The numerical core implements the GPU PDE solver:

- finite-difference operators
- time-stepping integrators
- simulation driver
- GPU memory management

These components are independent of any specific physical theory.

### Theories

Each theory defines:

- energy functional
- field variables
- parameter set
- initialization routines
- optional visualization helpers

Theories are injected into the solver via **dependency injection**, allowing
the numerical infrastructure to remain completely **theory agnostic**.

---

## Numerical Method

Topological solitons are obtained by relaxing the field configuration toward a
local minimum of the discrete energy functional.
Given a discretized energy $E_h[\phi]$, we evolve the field using arrested Newton flow

$$
\ddot{\phi} = - \nabla_\phi E_h[\phi].
$$

The system is integrated numerically using explicit time-stepping schemes such
as Runge–Kutta methods implemented on the GPU.
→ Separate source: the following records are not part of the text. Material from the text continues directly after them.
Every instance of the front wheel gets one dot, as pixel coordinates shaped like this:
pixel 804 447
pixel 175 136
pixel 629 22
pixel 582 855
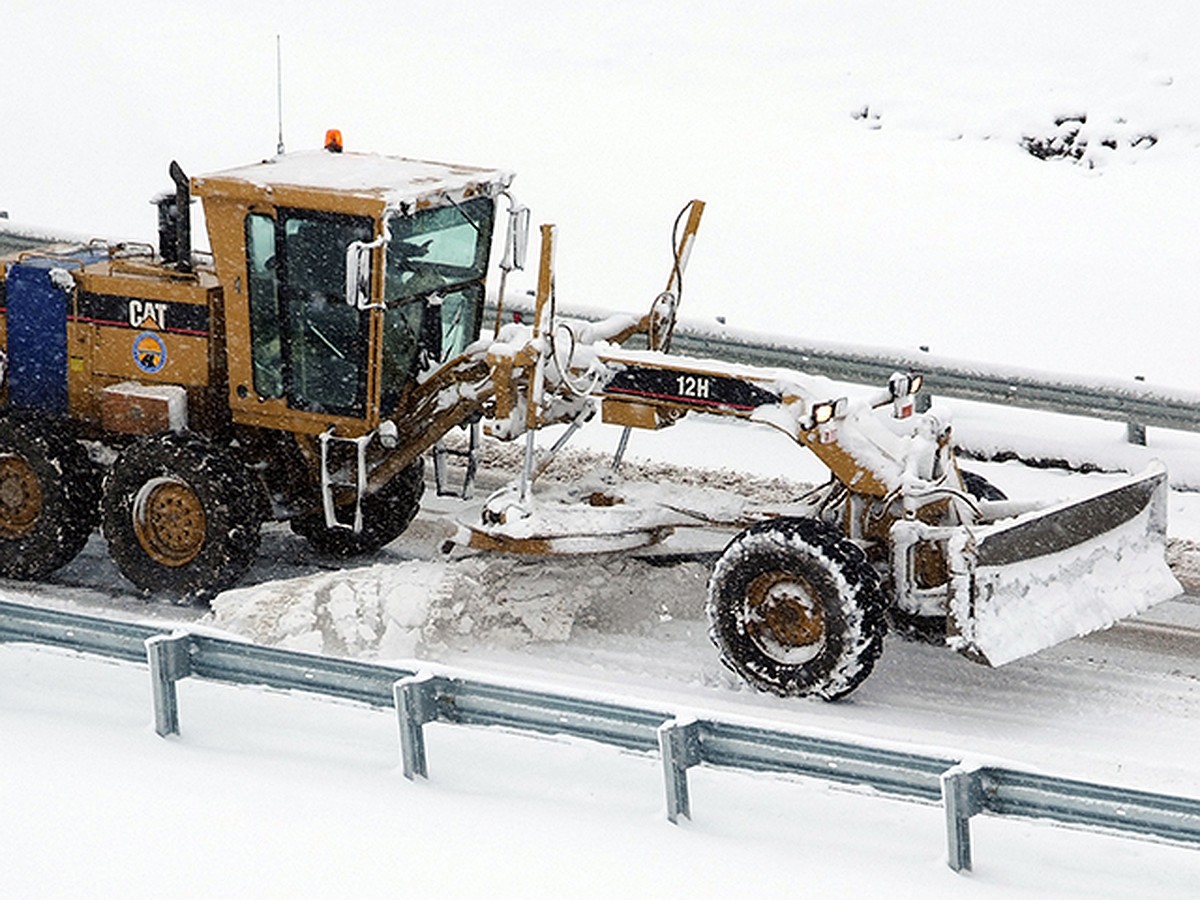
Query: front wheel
pixel 49 497
pixel 795 609
pixel 181 516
A flow arrest condition ensures stability: If the energy increases,

$$
E_h[\phi^{n+1}] > E_h[\phi^{n}],
$$

the velocity is reset

$$
\dot{\phi}^{n+1} = 0.
$$

This second-order relaxation scheme accelerates convergence along shallow
directions of the energy landscape while preventing oscillations near the
minimum.

In practice this method converges significantly faster than gradient descent
for multi-soliton configurations.

---

## Research Doamins

Intended research domains include:

- Topological defects and vortices in superconductors and cosmic strings
- Skyrmions in chiral magnets and liquid crystals
- Multi-component Ginzburg–Landau models
- Competing order parameter systems

---

## License

MIT License. See `LICENSE` for details.